Histoire - doc

Le Royaume de l’Anse-Saint-Jean, la première monarchie en Amérique

par Guy Boulianne

Le 28 janvier 1999, je débutais une correspondance avec S.A.R. Denys 1er de l’Anse, roi de la première monarchie en Amérique du Nord. Dans sa réponse du 8 avril suivant, celui-ci écrivait : « Nous n’avons pas d’objectifs politiques autres que d’être un instrument de visibilité pour l’Anse-Saint-Jean et d’être un instrument de solidarité communautaire et de développement. Nous n’avons nullement l’intention de nous mêler de politique canadienne ou québécoise, encore moins que de tenter d’instaurer un régime monarchique québécois ».

Et pourtant…

Le Royaume de l’Anse-Saint-Jean fut une micronation monarchique éphémère établie par un référendum à l’Anse-Saint-Jean, une municipalité de village du Québec, située dans la région administrative du Saguenay–Lac-Saint-Jean.

Il s’agit symboliquement de la première monarchie en Amérique, à l’aube du XXIe siècle.

Après les inondations de 1996, Denys Tremblay profite de la crise qui touche le tourisme au Saguenay pour relancer son idée, déjà vieille de quelques années, d’exploiter à l’année le centre de ski du mont Édouard. L’artiste rêve de créer une immense fresque végétale sur le flanc de la montagne, représentant Saint-Jean-Baptiste. La création d’une « monarchie municipale » était le moyen de promouvoir et de financer cette œuvre dont le coût était évalué à environ un million de dollars.

Le 24 juin 1997, Denys Tremblay est sacré roi de l’Anse-Saint-Jean au Saguenay.
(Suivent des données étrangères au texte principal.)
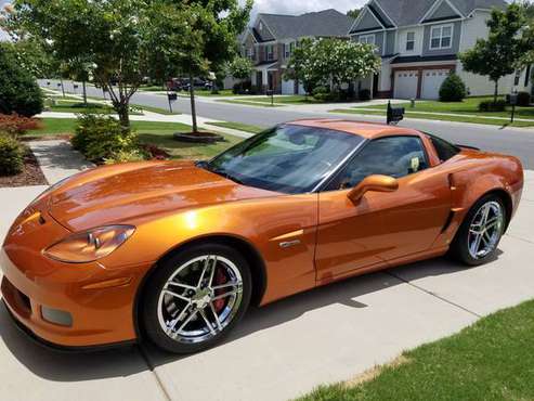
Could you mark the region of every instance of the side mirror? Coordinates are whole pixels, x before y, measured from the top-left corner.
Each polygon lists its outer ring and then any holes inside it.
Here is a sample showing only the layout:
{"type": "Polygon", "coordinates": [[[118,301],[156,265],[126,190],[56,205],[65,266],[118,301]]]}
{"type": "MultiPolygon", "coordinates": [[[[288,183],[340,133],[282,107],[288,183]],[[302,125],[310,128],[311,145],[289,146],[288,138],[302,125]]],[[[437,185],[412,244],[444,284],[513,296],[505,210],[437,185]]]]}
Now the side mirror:
{"type": "Polygon", "coordinates": [[[366,192],[395,192],[399,181],[389,176],[369,176],[352,189],[347,195],[354,204],[357,204],[366,192]]]}

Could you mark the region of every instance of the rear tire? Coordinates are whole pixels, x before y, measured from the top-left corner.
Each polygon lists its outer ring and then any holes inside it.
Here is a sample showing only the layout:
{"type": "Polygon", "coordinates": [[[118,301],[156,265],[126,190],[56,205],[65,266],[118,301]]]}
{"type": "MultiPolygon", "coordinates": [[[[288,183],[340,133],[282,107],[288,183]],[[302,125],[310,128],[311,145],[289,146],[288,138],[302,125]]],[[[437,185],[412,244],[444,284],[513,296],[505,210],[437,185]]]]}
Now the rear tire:
{"type": "Polygon", "coordinates": [[[489,194],[480,198],[458,229],[450,255],[468,266],[480,266],[492,260],[503,237],[506,220],[506,207],[499,196],[489,194]]]}
{"type": "Polygon", "coordinates": [[[173,353],[193,353],[224,339],[250,302],[247,260],[214,243],[165,259],[145,285],[141,319],[146,336],[173,353]]]}

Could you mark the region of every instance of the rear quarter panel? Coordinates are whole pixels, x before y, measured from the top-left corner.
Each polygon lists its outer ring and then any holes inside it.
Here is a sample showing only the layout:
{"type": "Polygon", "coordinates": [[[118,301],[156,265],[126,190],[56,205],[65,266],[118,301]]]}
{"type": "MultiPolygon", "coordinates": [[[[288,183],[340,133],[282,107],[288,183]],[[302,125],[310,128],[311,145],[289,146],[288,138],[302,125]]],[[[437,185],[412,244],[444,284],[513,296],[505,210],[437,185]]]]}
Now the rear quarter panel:
{"type": "Polygon", "coordinates": [[[454,218],[435,246],[448,245],[469,209],[490,192],[504,191],[507,194],[509,218],[513,217],[523,189],[523,168],[518,158],[463,150],[440,167],[450,178],[454,218]]]}

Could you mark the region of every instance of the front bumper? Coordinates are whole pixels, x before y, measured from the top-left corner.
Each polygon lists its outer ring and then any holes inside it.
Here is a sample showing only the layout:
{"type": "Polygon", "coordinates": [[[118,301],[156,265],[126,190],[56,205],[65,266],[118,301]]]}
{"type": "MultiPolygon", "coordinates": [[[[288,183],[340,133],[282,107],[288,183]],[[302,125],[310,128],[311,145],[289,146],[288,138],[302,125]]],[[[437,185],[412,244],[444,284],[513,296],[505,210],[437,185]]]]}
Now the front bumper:
{"type": "Polygon", "coordinates": [[[43,248],[66,234],[48,216],[45,223],[23,220],[10,230],[0,250],[1,290],[10,313],[35,336],[55,346],[135,340],[134,299],[149,266],[73,264],[42,255],[43,248]],[[50,318],[54,313],[68,319],[54,321],[50,318]]]}

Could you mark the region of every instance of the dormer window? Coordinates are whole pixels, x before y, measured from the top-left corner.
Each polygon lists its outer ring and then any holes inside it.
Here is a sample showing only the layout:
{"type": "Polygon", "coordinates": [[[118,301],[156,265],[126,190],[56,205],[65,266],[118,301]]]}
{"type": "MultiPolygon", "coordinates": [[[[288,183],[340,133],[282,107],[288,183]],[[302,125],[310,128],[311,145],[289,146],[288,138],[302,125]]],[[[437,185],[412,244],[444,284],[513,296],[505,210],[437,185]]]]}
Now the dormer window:
{"type": "Polygon", "coordinates": [[[272,44],[265,46],[265,59],[269,61],[274,60],[274,47],[272,44]]]}
{"type": "Polygon", "coordinates": [[[412,52],[415,50],[415,33],[406,34],[406,51],[412,52]]]}
{"type": "Polygon", "coordinates": [[[430,30],[430,49],[451,49],[453,46],[453,26],[439,25],[430,30]]]}
{"type": "Polygon", "coordinates": [[[375,35],[363,35],[359,39],[360,43],[365,43],[365,44],[376,44],[376,37],[375,35]]]}

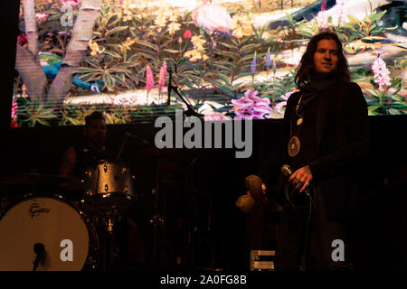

Rassemblées à l’église du village, plus de 1500 personnes, résidents et invités illustres, assistent à la cérémonie du couronnement. Sa Majesté fut couronnée par le curé Raymond Larouche. Le nouveau souverain reçut son mandat royal suite à un référendum tenu le 21 janvier 1997. Ce jour-là, une forte majorité de résidents de L’Anse-Saint-Jean, soit 74%, ont voté pour l’instauration de la première monarchie municipale d’Amérique, le Royaume de L’Anse-Saint-Jean.

Dans le cadre des lois canadiennes et québécoises, l’établissement d’une monarchie fut un acte légitime et constitutionnel. Nommé à vie, le Roi pouvait être destitué en tout temps par référendum si les sujets le voulaient. D’autre part, cette monarchie n’était pas héréditaire. Aucun privilège particulier n’était octroyé au Roi et l’institution n’a rien coûté aux sujets.

Le règne de Denys 1er durera trois ans. Le manque d’appui de la population à son projet de sculpture environnementale, le Saint-Jean du Millénaire, fit renoncer à son trône Denys ler. Dans toute la controverse suscitée et des soupçons de mégalomanie, le roi Denys Ier abdique lui-même lors d’une cérémonie le 14 janvier 2000. Il dépose sa couronne lors d’une cérémonie d’abdication au presbytère de l’Anse-Saint-Jean. Outre le curé, qui le relève de ses serments, la mairesse Rita Gaudreault et deux citoyens sont présents.

Drapeau Royal

L’auteur du livre Un roi américain, Hervé Fischer, montre du doigt les médias pour expliquer le fiasco, parlant même dans son livre de manipulateurs d’opinion, citant au passage les Louis Champagne et compagnie qui auraient entrepris à l’époque « une campagne de dénigrement systématique contre le projet royal ». En conférence de presse pour le lancement de son volume, l’auteur expliquait: « Si un événement n’est pas médiatique, ce n’en est pas un. Ce sont les médias qui font les événements ».

Que reste-t-il de ce règne de trois ans ? Dans le petit village de L’Anse-Saint-Jean, des touristes s’en informent encore souvent. Pour Hervé Fischer, l’oeuvre d’art subsiste, bien au-delà de l’abdication du roi. « On a affaire, avec la démarche de Denys Tremblay, à un événement majeur de l’histoire de l’art. Il faut un peu de temps. Parce qu’il faut laisser du temps à l’histoire pour qu’elle s’écrive ».

« D’après moi, ce que j’ai fait à l’Anse et ce que les habitants de l’Anse ont fait, ça demeure ma plus grande oeuvre. Les gens voient ça comme un échec, moi comme une réussite. Pendant trois ans, l’Anse-Saint-Jean a été un royaume. Ce n’était jamais arrivé auparavant, nous ne nous étions jamais si bien auto-représentés, et je parle des Québécois au sens large » – Denys Tremblay.